The Japanese understand better than we do the mesmeric effects of sights and sounds. It was to give her time to assimilate her surroundings that Asako was left alone for half an hour or so, while Sadako and her mother were combing their hair and putting their kimonos straight. Tea and biscuits were brought for her, but her fancy was astray in the garden. Already to her imagination a little town had sprung up along the shingles of the tiny bay which faced her; the sails of white ships were glimpsing where the sunlight struck the water; and from round the rock promontory she could catch the shimmer of the Prince’s galleon with its high poop and stern covered with solid gold. He was on his way to rescue the lady who was immured in the top of the red pagoda on the opposite hill.
Asako’s legs were getting numb. She had been sitting on them in correct Japanese fashion all this time. She was proud of the accomplishment, which she considered must be hereditary, but she could not keep it up for much longer than half an hour. Sadako’s mother entered.
“Asa San is welcome.”
Much bowing began, in which Asako felt her disadvantage. The long lines of the kimono, with the big sash tied behind, lend themselves with peculiar grace to the squatting bow of Japanese intercourse. But Asako, in the short blue jacket of her tailor-made serge, felt that her attitude was that of the naughty little boys in English picture books, bending over for castigation.

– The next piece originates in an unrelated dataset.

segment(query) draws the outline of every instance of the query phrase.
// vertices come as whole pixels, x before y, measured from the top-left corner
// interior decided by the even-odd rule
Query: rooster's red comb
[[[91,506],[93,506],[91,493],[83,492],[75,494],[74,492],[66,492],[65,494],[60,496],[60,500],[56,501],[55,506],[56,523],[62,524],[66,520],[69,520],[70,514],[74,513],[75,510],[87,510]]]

Mrs. Fujinami wore a perfectly plain kimono, blackish-brown in colour, with a plain gold sash. It is considered correct for middle-aged ladies in Japan to dress with modesty and reserve. She was tall for a Japanese woman and big-boned, with a long lantern-face, and an almost Jewish nose. The daughter was of her mother’s build. But her face was a perfect oval, the melon-seed shape which is so highly esteemed in her country. The severity of her appearance was increased, by her blue-tinted spectacles; and like so many Japanese women, her teeth were full of gold stopping. She was resplendent in blue, the blue of the Mediterranean, with fronds of cherry-blossom and floating pink petals designed round her skirts and at the bottom of the long exaggerated sleeves. The sash of broad stiff brocade shone with light blue and silver in a kind of conventional wave pattern. This was tied at the back with a huge bow, which seemed perched upon its wearer like a gigantic butterfly alighting on a cornflower. Her straight black hair was parted on one side in “foreign” style. But her mother wore the helmet-like marumage, the edifice of conservative taste in married women, which looks more like a wig than like natural hair.